During the week of September 12 to 19, taking a trip to Scandinavia was as easy as stepping into a restaurant in New York. Well, almost as easy.

The second annual NORTH Nordic Food Festival , featuring over 25 participating chefs, returned to the city with pop-up dinners, cooking classes, and panel discussions, all — of course — with a focus on Nordic food culture. Arranged by online culinary magazine Honest Cooking, the festival was well-received, with several sold-out events and interesting new additions to the schedule, such as a Nordic hot dog competition and street food festival.

While several chefs were new to the festival, some of the talent form last year made reappearance, with new and exciting culinary events, including Sasu Laukkonen, chef and partner of recently Michelin-starred restaurant Chef & Sommelier in Helsinki, Finland.

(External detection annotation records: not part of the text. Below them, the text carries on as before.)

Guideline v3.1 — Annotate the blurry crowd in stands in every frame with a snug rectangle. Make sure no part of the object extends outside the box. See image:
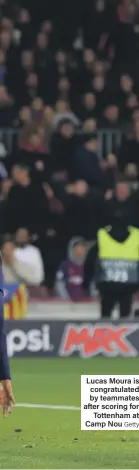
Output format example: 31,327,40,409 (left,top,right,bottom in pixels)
0,0,139,296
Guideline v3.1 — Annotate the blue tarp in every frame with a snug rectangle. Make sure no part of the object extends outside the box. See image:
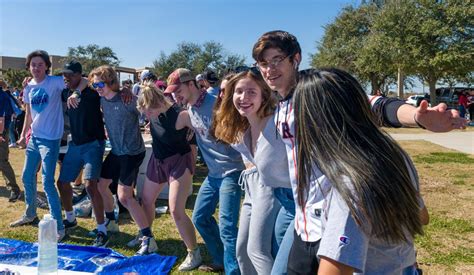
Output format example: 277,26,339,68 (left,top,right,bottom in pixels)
0,238,176,274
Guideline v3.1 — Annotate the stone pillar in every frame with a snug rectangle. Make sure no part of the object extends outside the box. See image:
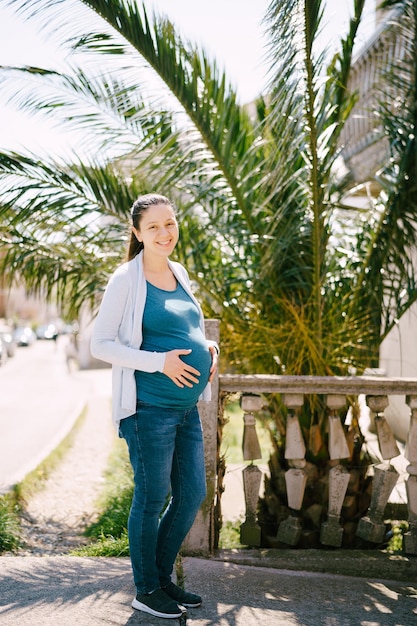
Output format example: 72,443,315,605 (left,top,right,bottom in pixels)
404,396,417,554
356,463,398,543
277,394,307,546
240,394,262,547
356,396,400,543
320,394,350,548
183,320,220,556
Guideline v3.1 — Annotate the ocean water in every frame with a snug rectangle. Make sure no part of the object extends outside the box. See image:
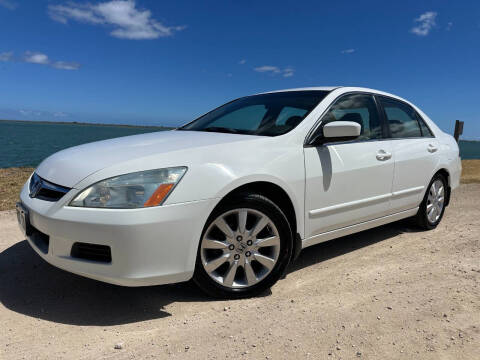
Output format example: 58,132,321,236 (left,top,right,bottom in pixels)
0,121,167,168
0,121,480,168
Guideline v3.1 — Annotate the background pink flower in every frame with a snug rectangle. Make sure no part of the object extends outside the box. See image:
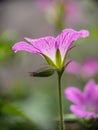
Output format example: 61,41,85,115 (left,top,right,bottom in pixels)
65,58,98,78
64,80,98,118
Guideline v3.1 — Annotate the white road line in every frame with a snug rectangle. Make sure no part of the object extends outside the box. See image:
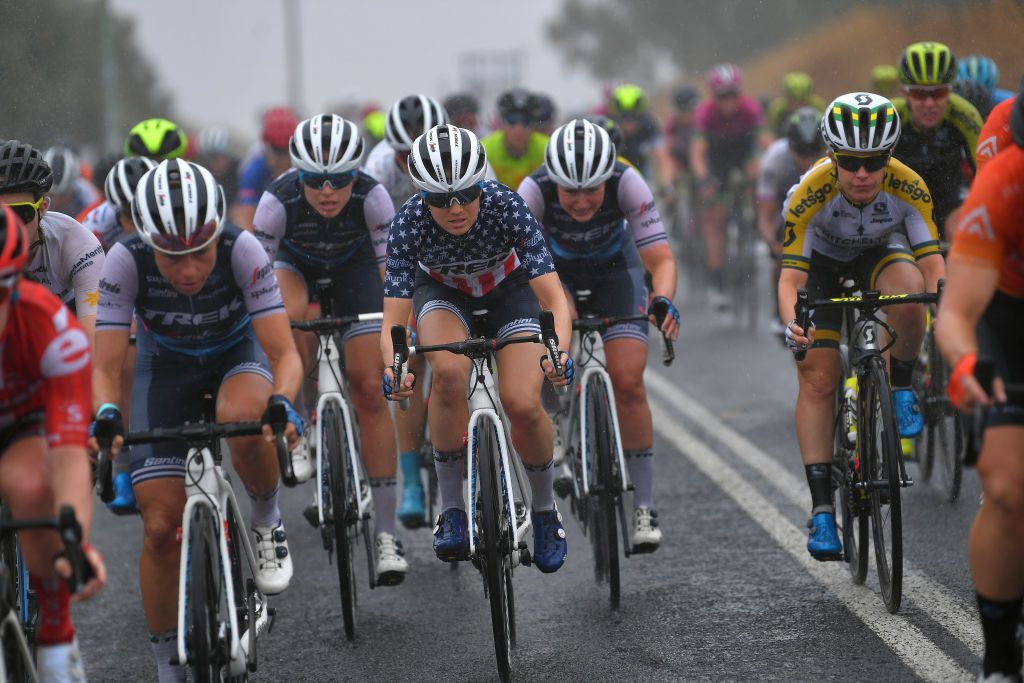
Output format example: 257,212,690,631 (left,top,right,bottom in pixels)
644,373,984,657
651,404,971,681
644,373,984,657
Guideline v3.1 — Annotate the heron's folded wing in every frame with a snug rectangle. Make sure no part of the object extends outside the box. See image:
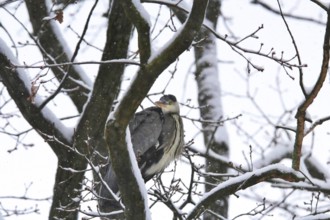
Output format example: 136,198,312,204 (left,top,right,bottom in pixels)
129,107,163,155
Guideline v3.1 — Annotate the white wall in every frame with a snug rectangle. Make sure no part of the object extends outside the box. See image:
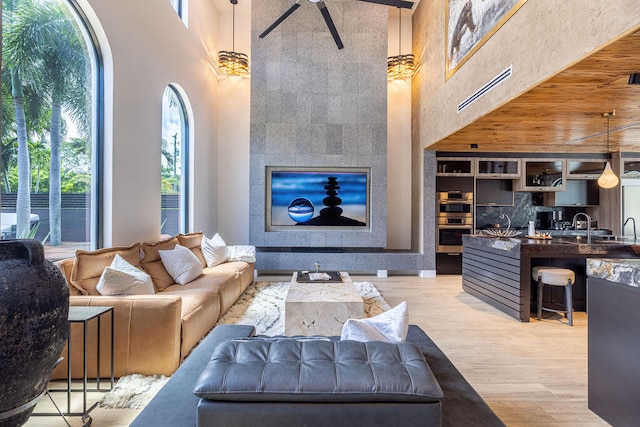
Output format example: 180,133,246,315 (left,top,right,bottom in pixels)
387,9,412,249
216,2,251,244
78,0,411,249
79,0,218,246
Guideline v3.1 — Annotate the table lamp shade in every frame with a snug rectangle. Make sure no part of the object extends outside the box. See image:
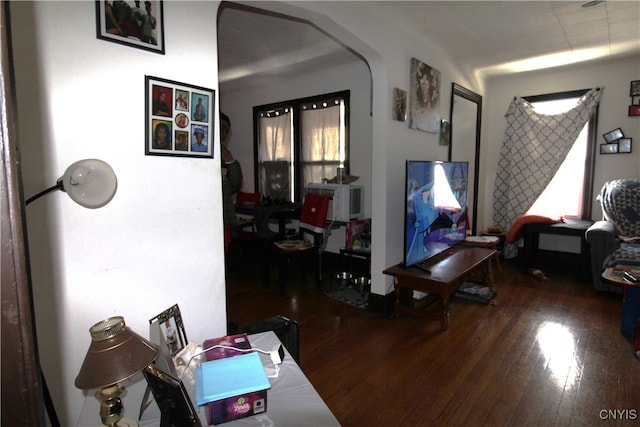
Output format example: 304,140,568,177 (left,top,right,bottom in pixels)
60,159,118,209
75,316,158,390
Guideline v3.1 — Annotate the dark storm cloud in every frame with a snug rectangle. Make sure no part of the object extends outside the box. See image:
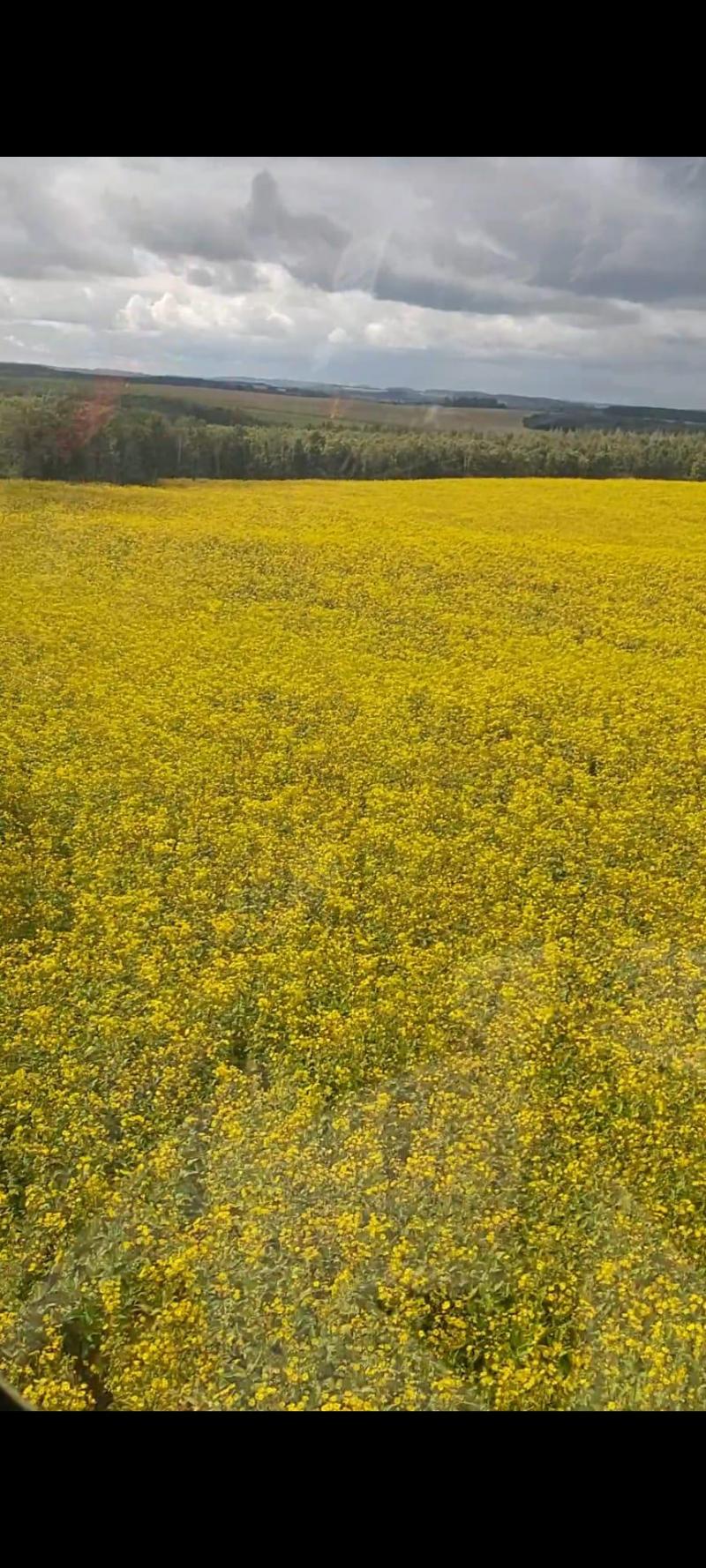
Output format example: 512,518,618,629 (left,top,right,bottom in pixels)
0,157,706,401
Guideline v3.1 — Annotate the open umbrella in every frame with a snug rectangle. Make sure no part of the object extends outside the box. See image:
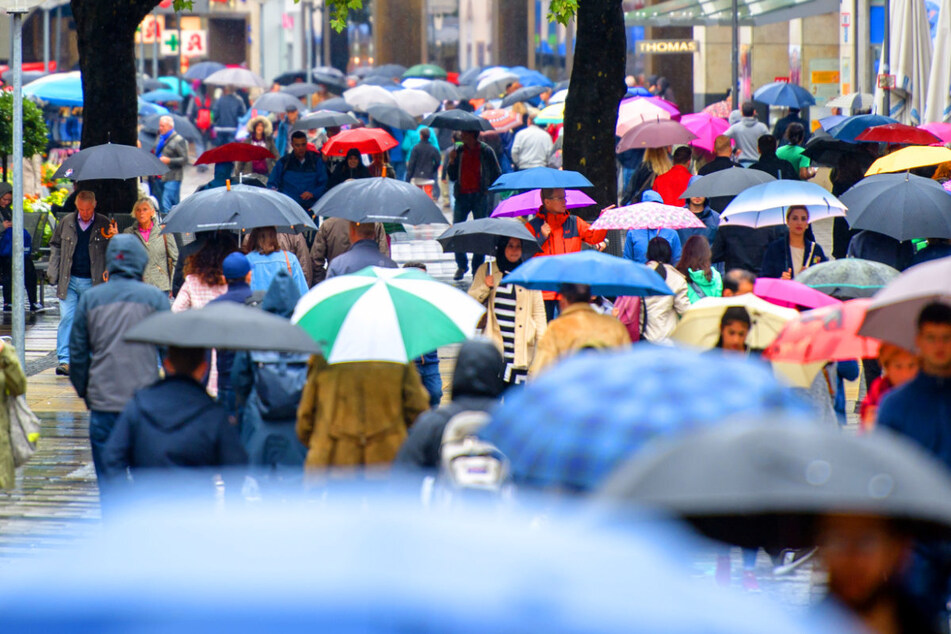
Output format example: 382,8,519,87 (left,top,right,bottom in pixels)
491,189,598,218
841,170,951,241
796,258,899,300
291,267,485,363
436,218,541,257
502,249,673,297
489,167,594,192
162,185,317,233
859,258,951,350
124,302,320,354
53,143,168,181
313,178,448,225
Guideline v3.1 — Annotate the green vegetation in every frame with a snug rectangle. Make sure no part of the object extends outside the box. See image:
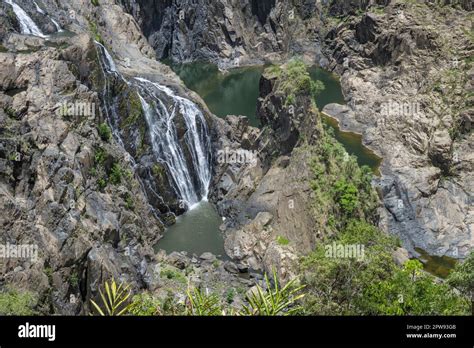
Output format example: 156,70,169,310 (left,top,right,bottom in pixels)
94,149,107,165
277,236,290,246
128,293,161,316
308,132,378,233
69,272,79,288
265,58,325,106
160,267,186,284
91,279,131,316
241,270,305,316
0,289,38,315
186,288,222,316
89,20,105,45
448,251,474,315
120,91,143,128
3,107,17,119
302,220,469,315
226,288,235,304
109,162,124,185
97,122,112,142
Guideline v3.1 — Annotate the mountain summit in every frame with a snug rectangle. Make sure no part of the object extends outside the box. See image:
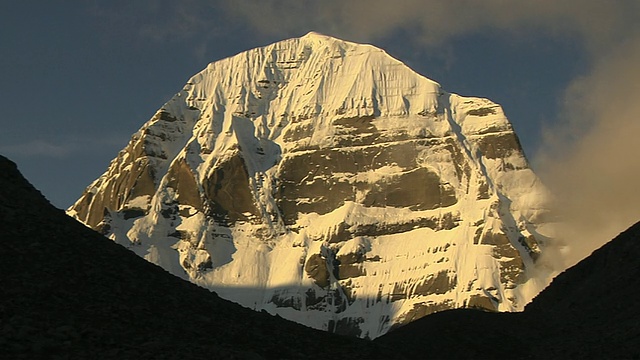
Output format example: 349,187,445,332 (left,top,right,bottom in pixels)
68,33,549,338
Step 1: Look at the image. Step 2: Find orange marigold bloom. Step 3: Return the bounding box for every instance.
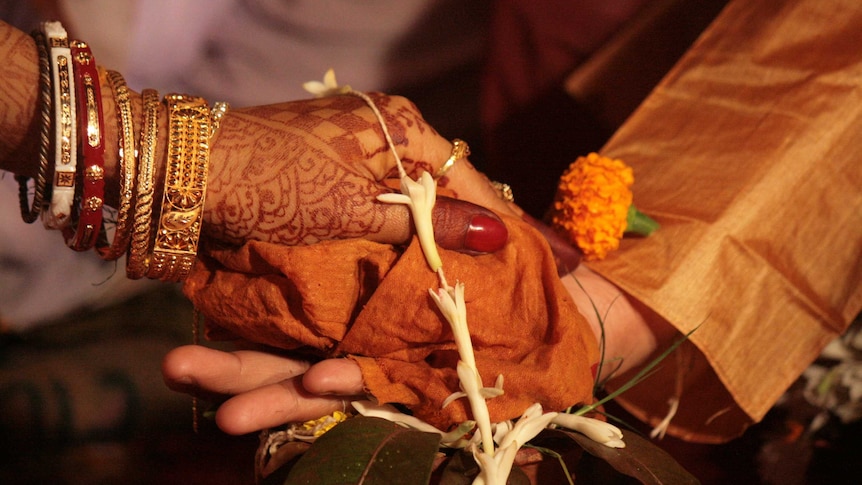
[550,153,634,260]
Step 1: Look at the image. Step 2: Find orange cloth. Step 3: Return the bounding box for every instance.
[184,218,598,429]
[590,0,862,442]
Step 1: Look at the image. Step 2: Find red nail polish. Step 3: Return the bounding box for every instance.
[464,214,509,253]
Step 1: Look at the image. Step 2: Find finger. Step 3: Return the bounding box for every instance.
[162,345,309,395]
[302,359,365,396]
[216,377,356,435]
[366,197,509,254]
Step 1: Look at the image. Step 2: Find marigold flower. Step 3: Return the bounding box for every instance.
[550,153,657,260]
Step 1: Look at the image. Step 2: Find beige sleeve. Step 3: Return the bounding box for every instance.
[590,0,862,442]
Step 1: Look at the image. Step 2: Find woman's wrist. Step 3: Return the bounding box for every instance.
[561,265,677,378]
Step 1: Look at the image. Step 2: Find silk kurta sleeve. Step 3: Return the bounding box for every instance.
[590,0,862,442]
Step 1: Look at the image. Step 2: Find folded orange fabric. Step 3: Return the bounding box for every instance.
[184,214,598,429]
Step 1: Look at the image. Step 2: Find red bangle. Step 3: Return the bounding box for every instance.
[63,41,105,251]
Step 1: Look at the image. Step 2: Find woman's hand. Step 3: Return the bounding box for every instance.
[162,345,364,435]
[205,95,506,252]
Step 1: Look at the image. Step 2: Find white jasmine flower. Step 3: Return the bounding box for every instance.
[351,400,476,448]
[302,69,352,98]
[551,413,626,448]
[473,403,557,485]
[377,172,443,271]
[472,444,518,485]
[428,281,476,364]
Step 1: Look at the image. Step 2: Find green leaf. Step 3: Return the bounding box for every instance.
[625,204,659,236]
[284,416,440,485]
[435,450,530,485]
[557,430,700,485]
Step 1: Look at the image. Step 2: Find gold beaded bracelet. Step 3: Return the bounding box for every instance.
[126,89,161,280]
[96,71,137,261]
[147,94,219,281]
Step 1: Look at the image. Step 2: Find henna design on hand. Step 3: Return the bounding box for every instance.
[206,95,437,245]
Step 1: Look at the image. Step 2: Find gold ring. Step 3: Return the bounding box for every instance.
[434,138,470,180]
[491,180,515,202]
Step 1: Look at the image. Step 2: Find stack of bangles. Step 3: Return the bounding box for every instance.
[16,22,228,281]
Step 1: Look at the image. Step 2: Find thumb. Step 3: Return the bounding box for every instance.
[366,196,509,254]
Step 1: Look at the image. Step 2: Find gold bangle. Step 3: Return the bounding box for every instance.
[434,138,470,180]
[96,71,137,261]
[147,94,213,281]
[15,30,54,224]
[491,180,515,202]
[126,89,161,280]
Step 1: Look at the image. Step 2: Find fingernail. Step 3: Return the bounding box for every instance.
[464,214,509,253]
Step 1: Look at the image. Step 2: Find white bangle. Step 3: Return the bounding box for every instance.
[42,22,78,229]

In addition to showing eager New Yorkers how to prepare "Finnish Grandma Cooking" at one of the festival's cooking classes, Laukkonen was also in charge of showcasing refined Finnish cooking, true to the style of what he serves at his restaurant back in Helsinki, during a sold-out dinner. The pop-up event, "An Evening in Helsinki," presented by Visit Finland, was — like the other NORTH pop-up dinners — held at The Old Bowery Station in lower Manhattan, and consisted of a five-course vegetable-heavy menu.

September is traditionally the start of "harvest season" in Finland, as Laukkonen clearly expresses in his menu filled with earthy ingredients, true to the local flavors of Finland. Think venison tartare stuffed in rings of hay-pickled onions with leek ash; simple yet flavorful mushrooms and root vegetables; cod and horseradish with a potato and fennel side (which, tasted like a refined version of a dish my own Finnish grandma makes); and a rich and surprising cheese dish of Danish Krondill with crumbles of traditional rye bread.

The highlight of the night may still have been the dessert, consisting of cinnamon roasted carrots, sea buckthorn, local apples, and a lemon verbena. The carrots, which, as Laukkonen revealed, were simply rolled in cinnamon and baked in the oven at 400 degrees F, had an almost licorice-like flavor that was both unexpected and perfectly fitting for the Finnish theme.

"Right now, the mushroom and root vegetable dish is the only one truly similar to something I have on our menu back in Helsinki," Laukkonen said when asked if the menu was simply a modification of something he serves at Chef & Sommelier, or designed specifically for the festival. "But maybe some elements and ideas of what I made for the festival could be perfected and translated to our menu," he added. While the dishes may have been different from his Helsinki restaurant, the concept and preparation methods stayed true to Laukkonen's style: focusing on simple, organic, and local ingredients, elevated for a refined and modern setting.